Рассказ
Опубликовано в журнале Студия, номер 9, 2005
Круглая печать нашей творческой организации хранилась у Колдобского, опрятного старика со сверкающей лысой головой. Костяная эта голова слегка тряслась, а желтые глаза не закрывались, даже когда старик засыпал. Эффект получался мощный.
Еще он состоял членом комиссии, решавшей, кого принимать в организацию, кого нет. Вступающий читал из своих произведений. Если изредка случался партийный, его сразу принимали, практически без читки, чтобы укрепить парторганизацию.
Вступая, я тоже что- то читал. И вот через пару минут Колдобский по праву старейшего сперва пробно засопел, а вскоре и захрапел каскадом, но глаз не сомкнул.
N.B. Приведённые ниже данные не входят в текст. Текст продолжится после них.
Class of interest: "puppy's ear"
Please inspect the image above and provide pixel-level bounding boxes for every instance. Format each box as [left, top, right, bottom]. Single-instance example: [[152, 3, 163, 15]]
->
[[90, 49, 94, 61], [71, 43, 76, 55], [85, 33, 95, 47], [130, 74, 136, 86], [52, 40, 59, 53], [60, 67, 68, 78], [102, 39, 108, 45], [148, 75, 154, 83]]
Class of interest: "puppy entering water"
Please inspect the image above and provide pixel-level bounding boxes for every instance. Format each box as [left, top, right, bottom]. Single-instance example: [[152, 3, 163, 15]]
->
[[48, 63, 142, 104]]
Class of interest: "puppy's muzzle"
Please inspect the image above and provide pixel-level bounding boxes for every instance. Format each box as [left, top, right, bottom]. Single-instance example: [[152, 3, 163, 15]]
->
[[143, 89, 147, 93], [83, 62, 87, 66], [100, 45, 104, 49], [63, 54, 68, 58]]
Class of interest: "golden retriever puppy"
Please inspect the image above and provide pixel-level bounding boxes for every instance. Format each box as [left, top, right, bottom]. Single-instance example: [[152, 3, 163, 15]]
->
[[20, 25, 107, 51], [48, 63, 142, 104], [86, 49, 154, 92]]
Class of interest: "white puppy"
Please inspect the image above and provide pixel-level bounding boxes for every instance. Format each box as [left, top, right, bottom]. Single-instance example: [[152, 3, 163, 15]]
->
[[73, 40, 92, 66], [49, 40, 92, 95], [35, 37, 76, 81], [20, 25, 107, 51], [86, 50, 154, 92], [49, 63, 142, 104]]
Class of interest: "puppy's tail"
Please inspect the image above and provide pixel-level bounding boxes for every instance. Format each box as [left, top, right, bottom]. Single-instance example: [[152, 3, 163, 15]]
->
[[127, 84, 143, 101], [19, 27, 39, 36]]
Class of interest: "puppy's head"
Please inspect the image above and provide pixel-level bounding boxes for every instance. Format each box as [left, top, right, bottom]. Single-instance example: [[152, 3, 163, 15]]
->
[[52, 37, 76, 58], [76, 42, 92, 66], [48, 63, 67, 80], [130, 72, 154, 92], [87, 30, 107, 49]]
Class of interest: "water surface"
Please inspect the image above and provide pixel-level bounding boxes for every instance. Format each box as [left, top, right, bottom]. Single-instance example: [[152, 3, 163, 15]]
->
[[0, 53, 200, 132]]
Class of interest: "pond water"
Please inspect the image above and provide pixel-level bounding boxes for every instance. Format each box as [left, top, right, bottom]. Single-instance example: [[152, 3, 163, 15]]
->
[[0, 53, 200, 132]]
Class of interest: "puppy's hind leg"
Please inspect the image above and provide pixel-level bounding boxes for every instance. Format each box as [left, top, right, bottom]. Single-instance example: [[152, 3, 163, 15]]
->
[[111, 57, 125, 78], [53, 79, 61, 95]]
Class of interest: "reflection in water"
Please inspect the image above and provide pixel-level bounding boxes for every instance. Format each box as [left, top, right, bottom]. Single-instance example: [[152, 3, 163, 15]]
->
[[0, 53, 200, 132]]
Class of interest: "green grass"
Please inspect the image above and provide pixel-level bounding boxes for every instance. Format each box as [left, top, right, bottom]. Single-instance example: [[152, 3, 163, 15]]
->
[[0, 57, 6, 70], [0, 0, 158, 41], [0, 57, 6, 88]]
Порядком отвыкший от организаций, комиссий, их традиций и вкусов, я замолк, понятия не имея, что дальше делать.
— Вы хотите вступить или…? Вы для чего к нам пришли?- вполне громко, подбадривающе даже, как небезнадежного, спросил кто- то из членов комиссии.
Я тогда не убежал, и продолжать не стал, меня приняли.
Страсть к неоплачиваемому труду не бывает безответной. Колдобского регулярно и в правление выбирали. Там он осуществлял связь с райкомом партии- натурально к ним туда иногда ходил. Всякий раз казалось почему- то, он не вернется, и организацию разгонят, лишив печати. Глупости, возвращался, и еще как. Напевал из оперетт, прикладывался губами к женским ручкам, и головотрясение тогда смахивало на особый род джентельменства, почему- то всеми подзабытый.
Многие полагали, да уверены были, что он стучит. Это уже больше грело, чем пугало. Со своими стукачом или стукачами все выглядело реальнее: стучат, значит, существуем. Того же чувства (реальности) добавлял и куратор из обкома профсюзов, посещавший наши отчетно- перевыборные собрания. Раз в год он возникал в президиуме, тот куратор, и несколько часов кряду мы были обречены видеть друг друга. Он вновь не понимал, зачем мы, но это и не входило в его функции.
Какие права давала организация членам своим? Состоять и числиться. Нигде не служившим постоянно, не быть привлеченными за тунеядство. Под конец будто бы начисляли пенсию.
Основал это еще М. Горький, в целях поддержки литераторов, не годившихся в писательский союз. Для вступления в союз требовались изданные книги пьесы поставленные и прочие вещдоки таланта Потому и обитали здесь писатели и поэты без личных книжек, или с книжками малодоказательными. Той же творческой судьбы драматурги, киносценаристы, переводчики, филологи, литературоведы, театро и киноведы, а также барды, поэты- песенники и другие эстрадники разных мастей. Среди последних попадались специалисты совсем редкостные и узкие: по массовым народным гуляниям, по уличным шествиям, новогодним елочным представлениям, специфическим праздникам северных и южных народов, по фейериям водным и даже огненным. Вплоть до человека, писавшего исключительно для артистов- чревовещателей.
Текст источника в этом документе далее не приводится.